Le réalisateur Dan Scanlon (qui avait signé "Monsters University", la suite de "Monsters Inc.") a lui-même grandi sans connaître son père, et son expérience personnelle lui a donné le point de départ de "Onward" ("En avant"). Ce récit d’un parcours initiatique d’un adolescent timide et mal dans sa peau comporte quelques jolies trouvailles de scénario – dont une très belle fin, qu’on se gardera bien sûr de révéler ici -… Dommage que l’art graphique du film, censé dépeindre la banalité quotidienne d’une banlieue californienne, soit à ce point dénué de poésie. "En avant" n’est pas déshonorant, mais c’est un Pixar relativement mineur, qui sort en salles entre deux films plus ambitieux ("Toy story 4" l’été dernier et "Soul" de Pete Docter l’été prochain).

Mine de rien

Une petite ville minière dans le Nord de la France. L’usine au pied de terrils a fermé, le chômage rien. Les malheurs s’accumulent sur la tête d’Arnaud (Arnaud Ducret) : sans emploi, il vient de perdre son père, sa mère est atteinte d’Alzheimer, sa femme s’est recasée avec un riche avocat et, s’il ne trouve pas rapidement un boulot, il risque de perdre la garde partielle de ses deux fils adolescents… C’est alors qu’au sein de son groupe de copains, surgit une idée folle : pourquoi ne pas essayer de monter un parc d’attractions dans l’usine désaffectée ?

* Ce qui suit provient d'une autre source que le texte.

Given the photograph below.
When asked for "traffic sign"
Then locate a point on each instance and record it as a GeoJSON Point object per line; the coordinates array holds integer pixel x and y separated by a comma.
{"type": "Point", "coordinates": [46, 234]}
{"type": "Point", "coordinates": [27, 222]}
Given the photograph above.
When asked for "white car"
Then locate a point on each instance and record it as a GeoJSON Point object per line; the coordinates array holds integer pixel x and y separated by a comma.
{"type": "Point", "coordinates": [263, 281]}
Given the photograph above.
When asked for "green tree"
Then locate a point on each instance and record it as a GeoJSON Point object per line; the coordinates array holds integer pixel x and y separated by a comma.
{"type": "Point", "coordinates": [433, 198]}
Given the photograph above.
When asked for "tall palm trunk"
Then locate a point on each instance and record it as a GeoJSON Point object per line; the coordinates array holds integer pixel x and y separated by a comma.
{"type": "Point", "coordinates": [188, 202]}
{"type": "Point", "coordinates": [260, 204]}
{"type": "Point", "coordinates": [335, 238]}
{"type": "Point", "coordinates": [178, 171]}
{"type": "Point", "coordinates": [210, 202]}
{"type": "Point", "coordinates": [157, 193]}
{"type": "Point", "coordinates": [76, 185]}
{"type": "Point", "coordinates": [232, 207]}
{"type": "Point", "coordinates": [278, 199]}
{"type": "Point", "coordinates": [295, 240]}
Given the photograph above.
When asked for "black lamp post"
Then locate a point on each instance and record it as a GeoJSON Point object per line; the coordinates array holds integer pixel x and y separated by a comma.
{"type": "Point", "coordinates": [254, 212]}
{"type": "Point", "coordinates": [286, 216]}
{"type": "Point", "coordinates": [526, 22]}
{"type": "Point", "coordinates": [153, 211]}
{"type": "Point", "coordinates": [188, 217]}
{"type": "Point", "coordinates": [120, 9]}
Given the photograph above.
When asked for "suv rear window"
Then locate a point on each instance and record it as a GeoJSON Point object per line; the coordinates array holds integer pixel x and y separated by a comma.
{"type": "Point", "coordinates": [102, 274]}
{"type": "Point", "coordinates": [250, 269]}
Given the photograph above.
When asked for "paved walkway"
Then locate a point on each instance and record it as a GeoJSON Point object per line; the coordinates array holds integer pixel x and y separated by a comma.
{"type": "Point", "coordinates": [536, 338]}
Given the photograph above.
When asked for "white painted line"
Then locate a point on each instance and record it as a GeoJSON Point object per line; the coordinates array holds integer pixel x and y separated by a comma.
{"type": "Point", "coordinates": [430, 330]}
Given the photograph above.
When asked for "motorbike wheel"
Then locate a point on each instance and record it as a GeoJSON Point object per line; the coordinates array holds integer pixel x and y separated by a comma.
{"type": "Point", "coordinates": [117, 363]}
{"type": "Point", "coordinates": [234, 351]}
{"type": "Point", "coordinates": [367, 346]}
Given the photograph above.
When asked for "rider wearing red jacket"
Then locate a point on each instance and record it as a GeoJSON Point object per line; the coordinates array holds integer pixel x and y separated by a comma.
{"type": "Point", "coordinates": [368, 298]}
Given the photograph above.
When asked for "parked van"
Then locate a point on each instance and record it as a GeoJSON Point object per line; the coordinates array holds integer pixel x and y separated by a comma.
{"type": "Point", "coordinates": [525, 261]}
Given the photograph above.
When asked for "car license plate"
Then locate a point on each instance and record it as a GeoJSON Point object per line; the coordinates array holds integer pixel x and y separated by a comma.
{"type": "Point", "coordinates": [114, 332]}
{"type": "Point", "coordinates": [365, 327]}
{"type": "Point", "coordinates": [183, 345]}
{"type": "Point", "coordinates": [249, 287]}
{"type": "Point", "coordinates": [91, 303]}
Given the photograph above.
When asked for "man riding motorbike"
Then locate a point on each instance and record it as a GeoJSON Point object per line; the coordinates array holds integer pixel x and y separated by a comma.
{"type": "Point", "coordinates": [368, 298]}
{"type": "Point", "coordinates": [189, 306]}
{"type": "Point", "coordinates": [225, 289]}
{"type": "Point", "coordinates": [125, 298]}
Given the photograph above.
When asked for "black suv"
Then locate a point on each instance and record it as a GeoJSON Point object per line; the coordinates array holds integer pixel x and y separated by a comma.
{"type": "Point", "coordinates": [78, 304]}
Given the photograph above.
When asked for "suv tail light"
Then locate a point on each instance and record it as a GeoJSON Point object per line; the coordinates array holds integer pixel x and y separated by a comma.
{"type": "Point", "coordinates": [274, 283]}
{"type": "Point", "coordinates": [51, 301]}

Le modèle de cette comédie sociale est clairement à chercher du côté du cinéma anglais, chez "The full monty" ou "Pride". Mais si les intentions du réalisateur Mathias Mlekuz sont louables, la concrétisation de ces intentions à l’écran manque de subtilité. Le scénario est prévisible, et les personnages autour d’Arnaud semblent correspondre à un catalogue bien précis : le farfelu (Philippe Rebbot, de plus en plus horripilant à chaque film), le vieux grincheux (Rufus), la jolie fille amoureuse en secret (Mélanie Bernier), etc. Quant à Arnaud Ducret, vedette de la série télévisée "Parents mode d’emploi", son jeu monolithique manque singulièrement de relief. "Mine de rien" est une entreprise sympathique, mais hélas cousue de fil blanc.